La natura inammissibile – conforme a quella riscontrata nei motivi secondo, terzo, quarto e quinto – si appalesa ancor più chiaramente in quest’ultimo motivo, che fin dalla rubrica manifesta il suo contenuto fattuale, ovvero il suo perseguimento di una revisione in punto di merito dell’operato del Tribunale di Avezzano, laddove lamenta “errata valutazione delle risultanze istruttorie”, per chiedere quindi al giudice di legittimità quel che non è consentito dal tassativo art. 360 c.p.c..

In conclusione, il ricorso principale deve essere dichiarato inammissibile, e ciò conduce all’assorbimento del ricorso incidentale, essendo quest’ultimo condizionato. Quanto alle spese processuali, visto il dettato dell’art. 92 c.p.c., comma 2, ratione temporis applicabile, sussistono giusti motivi per la loro integrale compensazione, in considerazione anche della particolare complessità in cui si è concretizzata la vicenda processuale.

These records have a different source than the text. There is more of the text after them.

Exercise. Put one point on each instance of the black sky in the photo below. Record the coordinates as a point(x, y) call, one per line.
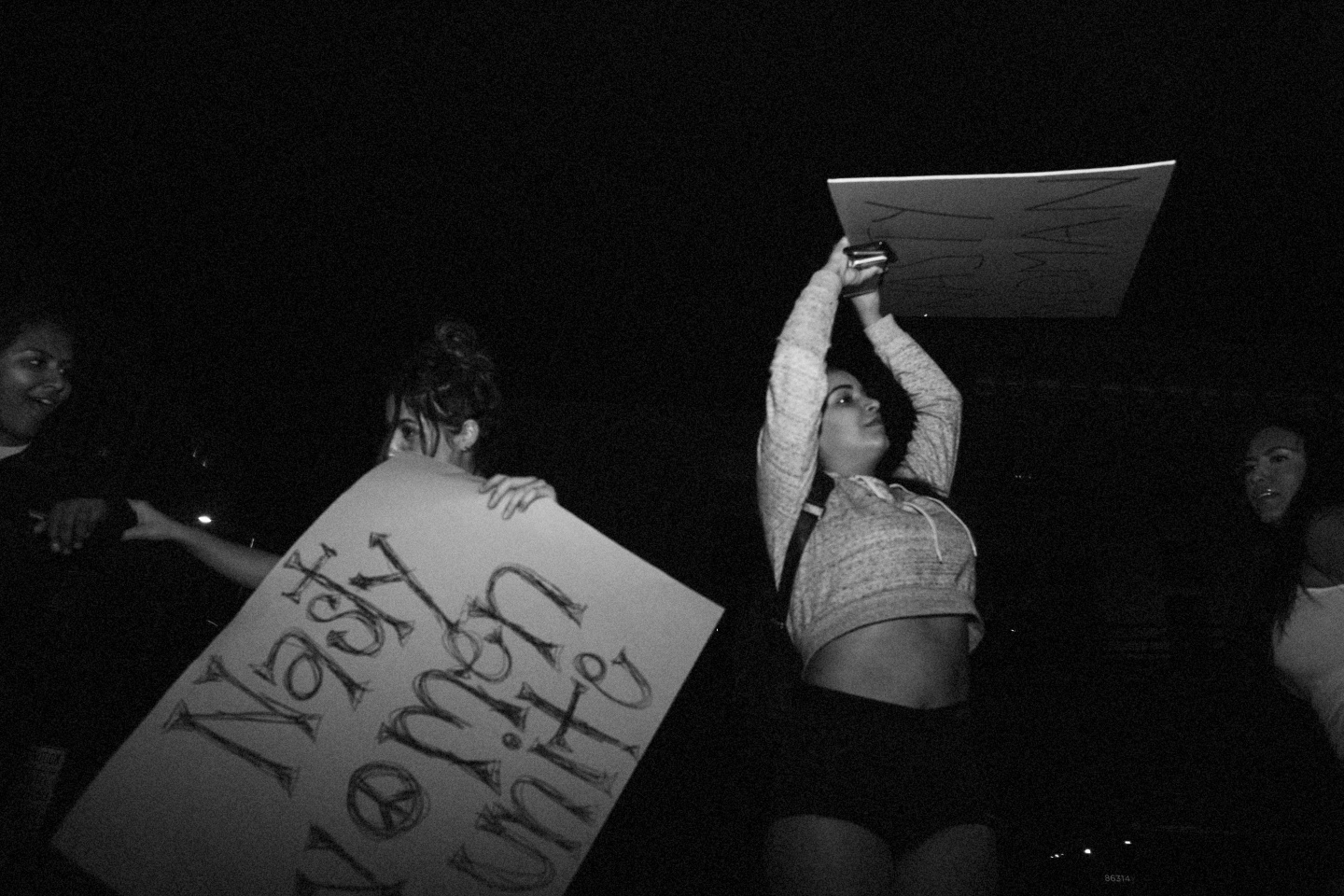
point(254, 203)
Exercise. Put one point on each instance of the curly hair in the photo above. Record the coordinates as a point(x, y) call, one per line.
point(448, 381)
point(1322, 488)
point(21, 312)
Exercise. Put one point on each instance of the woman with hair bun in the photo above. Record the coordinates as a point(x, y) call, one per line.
point(443, 404)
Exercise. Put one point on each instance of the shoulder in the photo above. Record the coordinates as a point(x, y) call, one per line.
point(1325, 541)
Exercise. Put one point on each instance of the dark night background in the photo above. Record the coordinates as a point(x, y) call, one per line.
point(259, 208)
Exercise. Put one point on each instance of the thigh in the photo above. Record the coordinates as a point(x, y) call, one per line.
point(819, 856)
point(955, 861)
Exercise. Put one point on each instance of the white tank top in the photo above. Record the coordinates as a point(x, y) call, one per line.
point(1310, 654)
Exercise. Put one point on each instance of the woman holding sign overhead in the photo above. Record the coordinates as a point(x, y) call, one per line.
point(878, 785)
point(443, 404)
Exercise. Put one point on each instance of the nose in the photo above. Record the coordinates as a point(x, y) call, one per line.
point(57, 382)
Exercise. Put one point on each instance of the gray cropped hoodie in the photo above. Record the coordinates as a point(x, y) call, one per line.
point(880, 551)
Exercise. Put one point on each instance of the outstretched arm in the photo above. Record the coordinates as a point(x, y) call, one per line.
point(235, 562)
point(787, 452)
point(931, 452)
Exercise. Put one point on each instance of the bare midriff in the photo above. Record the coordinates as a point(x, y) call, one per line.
point(918, 663)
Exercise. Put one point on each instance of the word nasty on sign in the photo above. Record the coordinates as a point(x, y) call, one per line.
point(384, 800)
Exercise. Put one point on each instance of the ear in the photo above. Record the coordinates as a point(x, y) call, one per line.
point(467, 436)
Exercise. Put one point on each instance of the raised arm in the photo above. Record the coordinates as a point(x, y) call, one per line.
point(931, 452)
point(235, 562)
point(787, 452)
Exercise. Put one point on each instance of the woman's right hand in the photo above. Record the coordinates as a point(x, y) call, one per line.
point(852, 281)
point(151, 525)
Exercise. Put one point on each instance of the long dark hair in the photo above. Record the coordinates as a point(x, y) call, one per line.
point(21, 312)
point(449, 379)
point(1322, 488)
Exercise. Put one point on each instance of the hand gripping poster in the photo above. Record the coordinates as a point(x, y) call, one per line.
point(1060, 244)
point(421, 697)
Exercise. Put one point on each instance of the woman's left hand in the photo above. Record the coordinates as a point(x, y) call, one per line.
point(516, 492)
point(72, 522)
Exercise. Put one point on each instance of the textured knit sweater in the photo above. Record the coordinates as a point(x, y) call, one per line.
point(879, 553)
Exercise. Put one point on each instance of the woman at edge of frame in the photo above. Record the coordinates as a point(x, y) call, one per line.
point(443, 404)
point(876, 786)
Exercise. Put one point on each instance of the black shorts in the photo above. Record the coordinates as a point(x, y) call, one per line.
point(902, 773)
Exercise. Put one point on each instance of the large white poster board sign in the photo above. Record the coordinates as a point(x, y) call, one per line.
point(422, 697)
point(1059, 244)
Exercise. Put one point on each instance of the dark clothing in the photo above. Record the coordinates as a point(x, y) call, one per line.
point(89, 639)
point(902, 773)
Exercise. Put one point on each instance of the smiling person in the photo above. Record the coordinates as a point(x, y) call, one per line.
point(46, 516)
point(443, 404)
point(1295, 483)
point(878, 785)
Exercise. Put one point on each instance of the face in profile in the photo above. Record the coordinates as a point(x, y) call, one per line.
point(409, 433)
point(1276, 464)
point(854, 437)
point(34, 382)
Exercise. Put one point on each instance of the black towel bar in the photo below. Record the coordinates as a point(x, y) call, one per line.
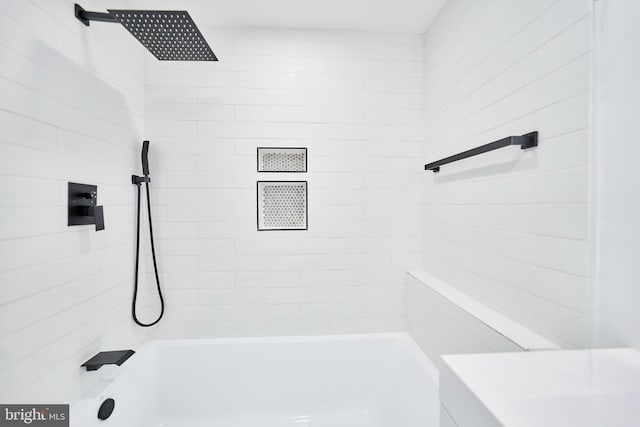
point(528, 140)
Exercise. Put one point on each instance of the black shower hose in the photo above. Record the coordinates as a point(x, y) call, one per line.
point(155, 264)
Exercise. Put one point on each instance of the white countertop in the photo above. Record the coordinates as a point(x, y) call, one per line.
point(582, 388)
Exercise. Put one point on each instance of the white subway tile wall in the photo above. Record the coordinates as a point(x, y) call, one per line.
point(511, 227)
point(70, 110)
point(356, 101)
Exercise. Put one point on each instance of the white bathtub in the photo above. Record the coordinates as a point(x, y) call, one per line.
point(381, 380)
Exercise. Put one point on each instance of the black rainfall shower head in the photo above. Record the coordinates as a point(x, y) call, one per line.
point(170, 35)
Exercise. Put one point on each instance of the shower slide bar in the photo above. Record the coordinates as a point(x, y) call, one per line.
point(528, 140)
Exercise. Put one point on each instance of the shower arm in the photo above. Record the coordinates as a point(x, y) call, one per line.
point(87, 17)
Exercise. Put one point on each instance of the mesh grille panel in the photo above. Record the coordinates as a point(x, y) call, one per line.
point(282, 205)
point(282, 159)
point(168, 35)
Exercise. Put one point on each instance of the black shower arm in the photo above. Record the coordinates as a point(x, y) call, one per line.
point(87, 17)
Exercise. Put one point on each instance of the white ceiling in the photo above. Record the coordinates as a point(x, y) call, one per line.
point(400, 16)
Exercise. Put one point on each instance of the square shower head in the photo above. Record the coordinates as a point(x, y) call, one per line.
point(170, 35)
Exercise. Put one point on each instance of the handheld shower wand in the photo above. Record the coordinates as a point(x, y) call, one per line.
point(138, 180)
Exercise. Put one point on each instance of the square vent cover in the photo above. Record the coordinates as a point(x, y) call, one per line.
point(282, 159)
point(282, 205)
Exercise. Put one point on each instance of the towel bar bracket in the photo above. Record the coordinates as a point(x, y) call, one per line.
point(526, 141)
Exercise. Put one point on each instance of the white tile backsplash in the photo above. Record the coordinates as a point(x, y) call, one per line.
point(71, 106)
point(355, 101)
point(510, 227)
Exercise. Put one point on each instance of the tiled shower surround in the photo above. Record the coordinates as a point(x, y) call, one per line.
point(355, 100)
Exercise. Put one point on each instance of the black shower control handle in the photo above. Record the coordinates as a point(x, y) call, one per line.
point(98, 216)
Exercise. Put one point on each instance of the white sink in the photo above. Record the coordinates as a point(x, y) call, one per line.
point(582, 388)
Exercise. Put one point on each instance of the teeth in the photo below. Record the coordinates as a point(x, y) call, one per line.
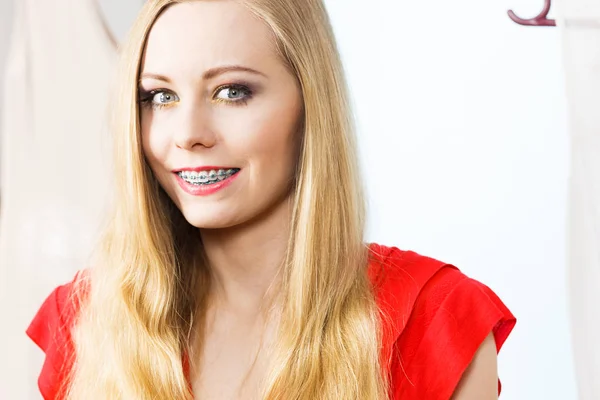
point(204, 177)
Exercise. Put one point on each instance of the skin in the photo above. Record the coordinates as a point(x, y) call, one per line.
point(189, 119)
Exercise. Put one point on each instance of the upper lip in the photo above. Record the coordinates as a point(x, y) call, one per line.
point(203, 168)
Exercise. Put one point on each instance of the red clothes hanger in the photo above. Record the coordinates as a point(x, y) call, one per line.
point(540, 20)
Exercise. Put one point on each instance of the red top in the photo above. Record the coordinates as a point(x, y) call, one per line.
point(437, 319)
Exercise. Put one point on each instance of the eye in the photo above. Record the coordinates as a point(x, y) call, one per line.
point(162, 98)
point(158, 98)
point(233, 93)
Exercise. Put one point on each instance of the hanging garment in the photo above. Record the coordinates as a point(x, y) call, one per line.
point(55, 166)
point(579, 21)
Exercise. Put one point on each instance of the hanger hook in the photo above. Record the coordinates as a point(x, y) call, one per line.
point(540, 20)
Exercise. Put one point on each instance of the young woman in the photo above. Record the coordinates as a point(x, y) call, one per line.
point(233, 265)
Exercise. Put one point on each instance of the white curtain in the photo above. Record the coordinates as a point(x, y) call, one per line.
point(579, 21)
point(54, 167)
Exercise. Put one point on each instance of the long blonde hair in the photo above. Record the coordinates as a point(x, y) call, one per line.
point(149, 275)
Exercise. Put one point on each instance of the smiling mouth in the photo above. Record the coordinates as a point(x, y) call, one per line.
point(207, 177)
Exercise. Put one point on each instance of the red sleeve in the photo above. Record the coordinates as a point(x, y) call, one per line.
point(50, 330)
point(451, 317)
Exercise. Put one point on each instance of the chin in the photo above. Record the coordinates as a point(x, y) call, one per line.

Sussistono D.P.R. n. 115 del 2012, ex art. 13, comma 1 quater, i presupposti per il versamento da parte del ricorrente bell’ulteriore importo a titolo di contributo unificato pari a quello dovuto per il ricorso, a norma del comma 1 bis, stesso art..

PQM

 

Dichiara inammissibile il ricorso compensando le spese processuali.

Ai sensi del D.P.R. n. 115 del 2002, art. 13, comma 1 quater dà atto della sussistenza dei presupposti per il versamento, da parte del ricorrente principale, dell’ulteriore importo a titolo di contributo unificato pari a quello dovuto per il ricorso principale, a norma dello stesso art. 13, comma 1 bis.

Così deciso in Roma, il 18 luglio 2017.